O dinheiro voltou a dar alguns sinais de apetite pela Bolsa brasileira, mas o investidor local ainda parece preferir o conforto da renda fixa. Segundo relatório “Brazil: Follow the Money”, do BTG Pactual (BPAC11), os aportes de estrangeiros em ações brasileiras somam R$ 38,6 bilhões em 2026.
O número mostra uma melhora importante em relação a 2024, quando houve saída líquida de R$ 32,1 bilhões. Ainda assim, o movimento perdeu força depois de abril, com resgates em maio e junho, antes de uma nova entrada em julho.
Em julho, o fluxo estrangeiro para ações brasileiras aparece positivo em R$ 4,7 bilhões, segundo dados da B3 (B3SA3) e da Bloomberg compilados pelo BTG.
Principais indicadores do relatório
O volume financeiro médio negociado na Bolsa também subiu. O ADTV da Bovespa está em R$ 23,7 bilhões em julho, alta de 16% em relação ao mesmo período do ano passado.
Do lado dos fundos locais, porém, a recuperação ainda é limitada. Os fundos de ações têm R$ 677 bilhões sob gestão em julho, mas seguem com saída líquida de R$ 6,3 bilhões no acumulado de 2026.
A renda fixa continua liderando a captação. Os fundos da categoria somam entrada líquida de R$ 148,4 bilhões no ano e têm R$ 4,76 trilhões sob gestão.
Os fundos multimercados também continuam pressionados, com resgate líquido de R$ 11,7 bilhões em 2026. A indústria tem R$ 1,55 trilhão em patrimônio, abaixo do pico recente.
Outro dado que chama atenção é a participação dos investidores estrangeiros no volume negociado. Em 2026, eles respondem por 45,01% do giro da Bolsa, enquanto os institucionais locais ficam com 31,47% e as pessoas físicas, com 19,00%.
O relatório também mostra que a alocação de estrangeiros em Brasil segue em níveis baixos. Em maio, os fundos globais de mercados emergentes tinham 5,76% alocados em ações brasileiras, abaixo dos 7,59% registrados em março.
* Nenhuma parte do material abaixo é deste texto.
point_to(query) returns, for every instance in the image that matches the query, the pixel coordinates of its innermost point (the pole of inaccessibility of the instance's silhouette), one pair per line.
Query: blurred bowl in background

No mercado de IPOs, a fotografia segue dura. Entre as empresas que abriram capital desde 2021, Orizon (ORVR3) e Caixa Seguridade (CXSE3) aparecem entre os melhores desempenhos, com altas de 232% e 130%, respectivamente. Na outra ponta, Grupo Toky (TOKY3), Westwing (WEST3), Viveo (VVEO3), Dotz (DOTZ3), Oncoclínicas (ONCO3) e Raízen (RAIZ4) acumulam quedas próximas ou superiores a 96%.
Para a Bolsa brasileira, o retrato do BTG mostra uma melhora no fluxo estrangeiro e no volume negociado, mas ainda sem uma virada clara do investidor local para ações, enquanto a renda fixa continua concentrando a maior parte do dinheiro novo.